Le plan d’action servirait de « mécanisme virtuel », précise le Rapport, citant le Fonds mondial de lutte contre le SIDA, la tuberculose et le paludisme, géré par un petit secrétariat à la bureaucratie minimale, comme point de référence utile. « J’appuie entièrement l’appel à la mise en œuvre d’un plan d’action mondial pour résoudre la crise croissante de l’eau et de l’assainissement », a soutenu l’administrateur du PNUD, Kemal Dervis.

Les gouvernements devraient consacrer 1% du PIB à l’eau et à l’assainissement

Le Rapport demande que soit établi le droit fondamental de tout être humain à disposer d’au moins 20 litres d’eau potable par jour. Tandis qu’un citoyen britannique ou américain envoie quotidiennement 50 litres d’eau aux égouts rien qu’en tirant la chasse d’eau, de nombreuses personnes démunies survivent avec moins de 5 litres d’eau polluée par jour.

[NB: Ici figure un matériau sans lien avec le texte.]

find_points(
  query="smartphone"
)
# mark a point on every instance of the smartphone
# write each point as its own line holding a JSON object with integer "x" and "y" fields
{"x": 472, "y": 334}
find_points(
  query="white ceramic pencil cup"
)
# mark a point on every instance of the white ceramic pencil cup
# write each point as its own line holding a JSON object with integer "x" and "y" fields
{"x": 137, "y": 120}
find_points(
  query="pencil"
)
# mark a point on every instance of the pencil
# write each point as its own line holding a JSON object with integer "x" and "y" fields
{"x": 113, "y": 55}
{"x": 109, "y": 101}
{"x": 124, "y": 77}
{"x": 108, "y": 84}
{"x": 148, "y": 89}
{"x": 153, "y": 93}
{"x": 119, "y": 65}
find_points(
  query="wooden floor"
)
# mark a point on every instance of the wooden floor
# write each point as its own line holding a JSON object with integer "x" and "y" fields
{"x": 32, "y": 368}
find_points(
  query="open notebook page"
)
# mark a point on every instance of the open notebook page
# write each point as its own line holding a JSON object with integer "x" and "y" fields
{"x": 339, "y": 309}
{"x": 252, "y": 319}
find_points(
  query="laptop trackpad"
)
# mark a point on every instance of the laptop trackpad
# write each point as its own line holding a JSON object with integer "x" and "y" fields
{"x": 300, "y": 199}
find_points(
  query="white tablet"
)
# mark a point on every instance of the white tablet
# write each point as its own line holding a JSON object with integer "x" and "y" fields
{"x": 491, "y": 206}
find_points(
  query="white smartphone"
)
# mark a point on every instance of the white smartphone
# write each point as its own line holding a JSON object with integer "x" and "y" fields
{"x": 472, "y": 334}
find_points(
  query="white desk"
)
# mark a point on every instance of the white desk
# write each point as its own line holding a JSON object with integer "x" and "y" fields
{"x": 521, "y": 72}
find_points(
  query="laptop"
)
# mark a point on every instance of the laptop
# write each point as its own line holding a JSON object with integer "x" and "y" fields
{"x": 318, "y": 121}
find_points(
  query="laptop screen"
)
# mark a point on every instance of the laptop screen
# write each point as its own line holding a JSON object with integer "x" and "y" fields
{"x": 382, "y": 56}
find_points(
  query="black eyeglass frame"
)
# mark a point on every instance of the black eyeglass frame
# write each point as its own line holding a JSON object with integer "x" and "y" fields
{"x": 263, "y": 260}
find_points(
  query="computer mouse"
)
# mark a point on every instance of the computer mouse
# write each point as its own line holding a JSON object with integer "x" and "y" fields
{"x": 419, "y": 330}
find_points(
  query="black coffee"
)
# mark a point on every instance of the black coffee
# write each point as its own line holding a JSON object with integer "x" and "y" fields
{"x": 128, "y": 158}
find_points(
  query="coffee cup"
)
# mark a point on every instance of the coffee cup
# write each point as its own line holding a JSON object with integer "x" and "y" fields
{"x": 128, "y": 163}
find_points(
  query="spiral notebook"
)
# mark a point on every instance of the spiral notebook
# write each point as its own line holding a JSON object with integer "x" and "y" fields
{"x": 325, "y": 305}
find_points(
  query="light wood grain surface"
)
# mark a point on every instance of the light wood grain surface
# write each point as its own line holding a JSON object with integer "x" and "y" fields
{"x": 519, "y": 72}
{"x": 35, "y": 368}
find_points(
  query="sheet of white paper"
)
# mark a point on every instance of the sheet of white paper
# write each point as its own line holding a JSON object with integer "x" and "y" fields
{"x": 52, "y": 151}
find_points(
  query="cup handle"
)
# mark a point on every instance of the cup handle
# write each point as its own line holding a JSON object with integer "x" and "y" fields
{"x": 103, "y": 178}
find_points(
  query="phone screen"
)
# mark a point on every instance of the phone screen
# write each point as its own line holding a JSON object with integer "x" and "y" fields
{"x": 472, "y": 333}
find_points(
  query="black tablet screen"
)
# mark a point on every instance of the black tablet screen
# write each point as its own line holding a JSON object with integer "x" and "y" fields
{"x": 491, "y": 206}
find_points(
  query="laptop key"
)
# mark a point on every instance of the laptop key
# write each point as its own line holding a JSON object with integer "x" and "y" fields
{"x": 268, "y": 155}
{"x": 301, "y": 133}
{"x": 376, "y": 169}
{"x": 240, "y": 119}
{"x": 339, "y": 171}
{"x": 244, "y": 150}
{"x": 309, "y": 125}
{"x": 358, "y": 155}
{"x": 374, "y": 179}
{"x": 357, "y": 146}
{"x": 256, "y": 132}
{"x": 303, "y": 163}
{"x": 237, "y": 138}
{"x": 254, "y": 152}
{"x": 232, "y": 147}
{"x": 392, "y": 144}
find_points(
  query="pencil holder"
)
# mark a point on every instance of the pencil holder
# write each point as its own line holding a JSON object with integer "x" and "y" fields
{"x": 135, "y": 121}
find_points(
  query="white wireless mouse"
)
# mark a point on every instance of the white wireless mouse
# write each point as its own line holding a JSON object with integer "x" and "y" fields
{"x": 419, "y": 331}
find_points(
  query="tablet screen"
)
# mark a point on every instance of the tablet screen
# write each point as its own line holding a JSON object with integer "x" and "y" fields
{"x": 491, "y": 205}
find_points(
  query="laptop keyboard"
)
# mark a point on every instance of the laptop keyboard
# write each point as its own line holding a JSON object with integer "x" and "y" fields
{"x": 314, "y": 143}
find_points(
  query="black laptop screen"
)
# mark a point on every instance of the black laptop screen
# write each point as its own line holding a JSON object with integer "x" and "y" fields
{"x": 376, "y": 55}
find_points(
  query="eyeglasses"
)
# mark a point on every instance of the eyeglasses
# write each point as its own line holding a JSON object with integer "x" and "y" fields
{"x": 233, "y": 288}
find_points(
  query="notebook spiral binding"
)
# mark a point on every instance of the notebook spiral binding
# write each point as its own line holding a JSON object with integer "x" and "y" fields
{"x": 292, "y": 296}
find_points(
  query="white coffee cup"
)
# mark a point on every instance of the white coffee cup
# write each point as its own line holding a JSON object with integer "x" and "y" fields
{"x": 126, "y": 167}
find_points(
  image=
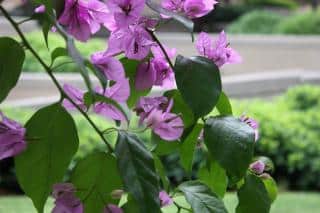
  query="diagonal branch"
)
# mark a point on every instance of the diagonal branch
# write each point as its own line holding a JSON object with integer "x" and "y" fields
{"x": 50, "y": 73}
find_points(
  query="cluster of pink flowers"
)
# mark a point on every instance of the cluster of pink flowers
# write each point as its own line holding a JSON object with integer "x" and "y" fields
{"x": 66, "y": 201}
{"x": 155, "y": 112}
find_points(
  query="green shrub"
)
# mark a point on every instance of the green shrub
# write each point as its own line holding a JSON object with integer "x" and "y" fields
{"x": 300, "y": 23}
{"x": 258, "y": 21}
{"x": 287, "y": 4}
{"x": 290, "y": 135}
{"x": 289, "y": 129}
{"x": 37, "y": 41}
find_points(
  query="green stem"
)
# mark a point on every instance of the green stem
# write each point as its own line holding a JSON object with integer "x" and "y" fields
{"x": 50, "y": 73}
{"x": 155, "y": 38}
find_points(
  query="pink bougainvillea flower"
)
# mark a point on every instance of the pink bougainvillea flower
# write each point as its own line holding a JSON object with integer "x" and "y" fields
{"x": 165, "y": 199}
{"x": 76, "y": 95}
{"x": 111, "y": 67}
{"x": 253, "y": 124}
{"x": 138, "y": 45}
{"x": 198, "y": 8}
{"x": 157, "y": 71}
{"x": 112, "y": 209}
{"x": 12, "y": 137}
{"x": 83, "y": 18}
{"x": 167, "y": 126}
{"x": 221, "y": 53}
{"x": 40, "y": 9}
{"x": 257, "y": 167}
{"x": 146, "y": 104}
{"x": 155, "y": 112}
{"x": 119, "y": 92}
{"x": 126, "y": 12}
{"x": 134, "y": 41}
{"x": 173, "y": 5}
{"x": 66, "y": 201}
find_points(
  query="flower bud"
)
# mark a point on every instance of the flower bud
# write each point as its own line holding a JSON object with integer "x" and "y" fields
{"x": 257, "y": 167}
{"x": 117, "y": 194}
{"x": 40, "y": 9}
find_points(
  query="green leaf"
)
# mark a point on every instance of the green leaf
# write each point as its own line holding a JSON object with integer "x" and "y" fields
{"x": 198, "y": 80}
{"x": 215, "y": 178}
{"x": 53, "y": 140}
{"x": 253, "y": 196}
{"x": 188, "y": 146}
{"x": 97, "y": 176}
{"x": 101, "y": 77}
{"x": 12, "y": 57}
{"x": 130, "y": 67}
{"x": 58, "y": 52}
{"x": 157, "y": 8}
{"x": 161, "y": 171}
{"x": 224, "y": 106}
{"x": 89, "y": 100}
{"x": 180, "y": 107}
{"x": 137, "y": 170}
{"x": 231, "y": 143}
{"x": 164, "y": 147}
{"x": 201, "y": 198}
{"x": 271, "y": 187}
{"x": 131, "y": 205}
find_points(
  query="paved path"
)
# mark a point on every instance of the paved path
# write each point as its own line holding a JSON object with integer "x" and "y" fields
{"x": 37, "y": 89}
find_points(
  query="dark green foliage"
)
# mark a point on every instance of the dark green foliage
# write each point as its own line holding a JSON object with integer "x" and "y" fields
{"x": 137, "y": 169}
{"x": 37, "y": 41}
{"x": 286, "y": 4}
{"x": 230, "y": 142}
{"x": 97, "y": 176}
{"x": 11, "y": 60}
{"x": 253, "y": 196}
{"x": 289, "y": 128}
{"x": 52, "y": 142}
{"x": 199, "y": 82}
{"x": 290, "y": 135}
{"x": 201, "y": 198}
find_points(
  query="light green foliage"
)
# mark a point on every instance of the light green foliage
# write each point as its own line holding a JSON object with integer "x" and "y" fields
{"x": 300, "y": 23}
{"x": 37, "y": 41}
{"x": 267, "y": 22}
{"x": 290, "y": 135}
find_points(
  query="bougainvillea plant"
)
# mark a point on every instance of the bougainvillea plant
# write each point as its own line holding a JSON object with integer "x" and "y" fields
{"x": 129, "y": 175}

Les auteurs appellent aussi les gouvernements à consacrer au moins 1% du PIB à l’eau et à l’assainissement qui pâtissent d’un sous-financement chronique. Les dépenses publiques dans ce domaine sont inférieures à 0,5% du PIB et dérisoires au regard des dépenses militaires. En Éthiopie, par exemple, le budget militaire représente 10 fois le budget alloué à l’eau et à l’assainissement et 47 fois au Pakistan. Le Rapport recommande enfin d’augmenter l’aide internationale.

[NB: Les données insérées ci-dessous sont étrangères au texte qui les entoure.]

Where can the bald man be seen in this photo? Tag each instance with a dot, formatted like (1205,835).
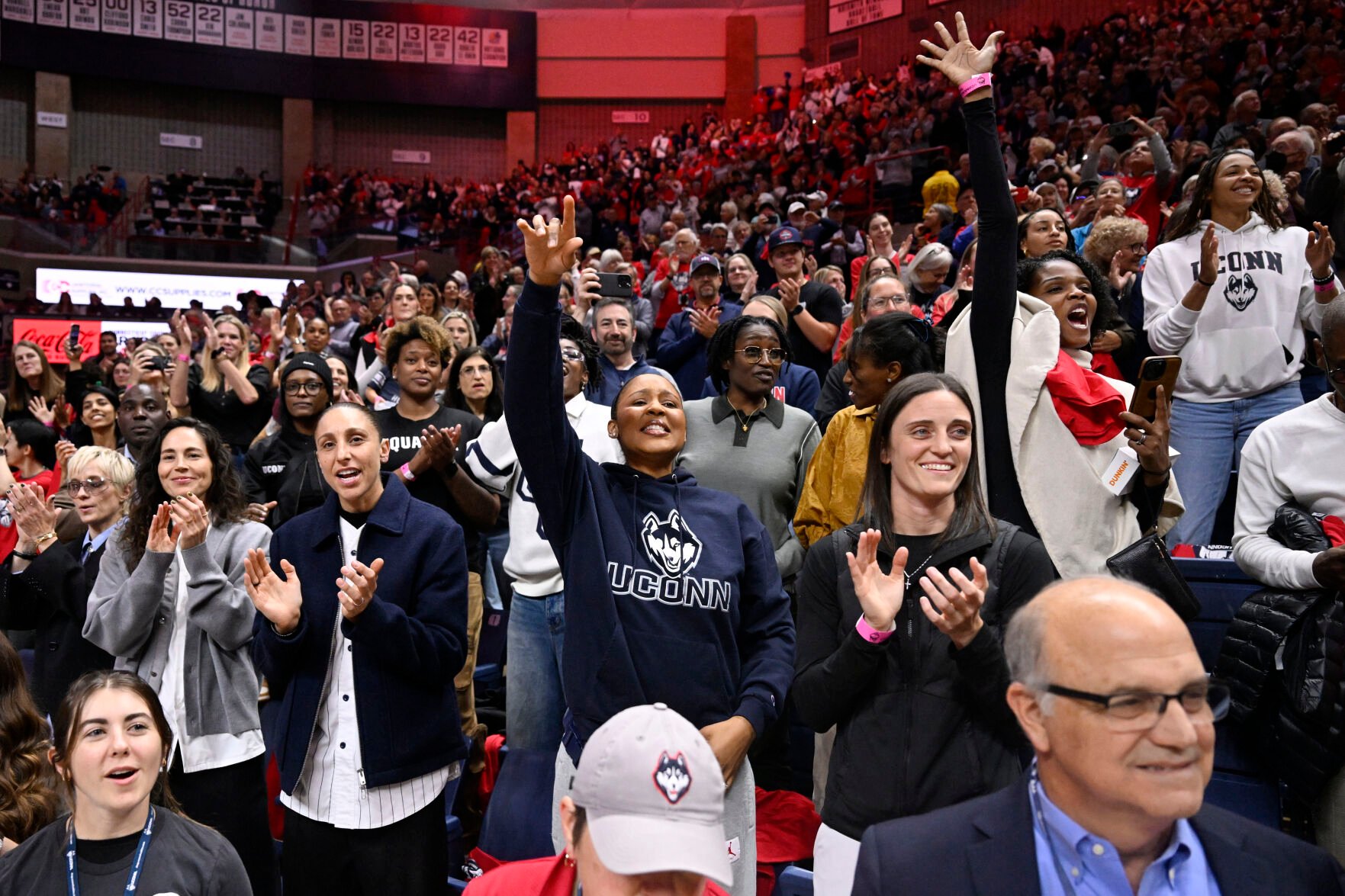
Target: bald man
(1112,693)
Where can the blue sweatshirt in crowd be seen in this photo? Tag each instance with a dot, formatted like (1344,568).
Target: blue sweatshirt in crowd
(671,591)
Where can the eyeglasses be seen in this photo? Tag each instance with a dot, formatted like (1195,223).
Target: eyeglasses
(752,354)
(1138,711)
(93,486)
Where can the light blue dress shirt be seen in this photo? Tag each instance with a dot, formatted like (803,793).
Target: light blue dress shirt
(1073,862)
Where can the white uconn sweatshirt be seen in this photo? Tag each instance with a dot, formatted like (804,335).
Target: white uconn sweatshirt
(1248,338)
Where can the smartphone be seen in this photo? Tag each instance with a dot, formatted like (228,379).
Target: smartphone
(1158,371)
(615,285)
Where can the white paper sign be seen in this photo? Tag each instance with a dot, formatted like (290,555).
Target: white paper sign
(238,28)
(271,33)
(299,35)
(150,19)
(439,45)
(84,15)
(354,40)
(116,17)
(494,49)
(327,38)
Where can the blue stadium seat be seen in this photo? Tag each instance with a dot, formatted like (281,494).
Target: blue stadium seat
(794,882)
(518,820)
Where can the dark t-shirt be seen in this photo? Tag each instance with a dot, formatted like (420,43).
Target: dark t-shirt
(403,438)
(825,304)
(183,857)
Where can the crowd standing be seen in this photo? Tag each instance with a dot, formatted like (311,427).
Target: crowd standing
(745,426)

L’histoire en témoigne, la crise peut être résolue

Il y a plus d’un siècle, le taux de mortalité infantile à Washington, D.C. était 2 fois plus élevé que le taux que connaît aujourd’hui l’Afrique subsaharienne, écrivent les auteurs. Les maladies transmises par l’eau, telles que la diarrhée, la dysenterie et la typhoïde, étaient à l’origine d’un décès sur 10 dans les villes américaines de la fin du 19ème siècle, les enfants en étant les premières victimes.
Le Rapport relate qu’au Royaume-Uni et ailleurs, les populations s’enrichissaient grâce à la révolution industrielle, mais leur santé ne s’améliorait pas pour autant. Les pauvres quittèrent les régions rurales pour s’installer en zone urbaine afin de profiter de la croissance tandis que les villes surpeuplées se changeaient en égouts mortels à ciel ouvert et que les épidémies de typhoïde et de choléra décimaient régulièrement des villes comme la Nouvelle-Orléans et New York.
Lors de l’été caniculaire de 1858, le Parlement britannique fut contraint de fermer temporairement ses portes en raison d’un épisode surnommé « la Grande Puanteur », les égouts se déversant dans la Tamise. Les riches le vécurent comme une nuisance. Pour les pauvres, qui buvaient l’eau de la rivière, cet épisode fut meurtrier.
Vers la fin du 19ème siècle, les gouvernements reconnurent l’impossibilité de confiner les maladies associées à l’eau et à l’assainissement aux habitants pauvres des villes et la nécessité de lancer une action. Aux États-Unis, au Royaume-Uni et ailleurs, des investissements massifs furent effectués dans des réseaux d’égouts efficaces et dans la purification des sources d’eau. L’effet fut de taille. Aucune autre période de l’histoire américaine, par exemple, n’a enregistré une baisse aussi rapide du taux de mortalité.
L’histoire a rarement connu un tel succès dans la résolution d’un problème social majeur. Et cela pourrait se reproduire, estime le RDH 2006. « Résoudre la crise de l’eau et de l’assainissement pourrait constituer le prochain grand pas en avant de l’humanité », souligne M. Watkins. « Il est urgent que l’histoire se répète - dans les pays en développement cette fois ».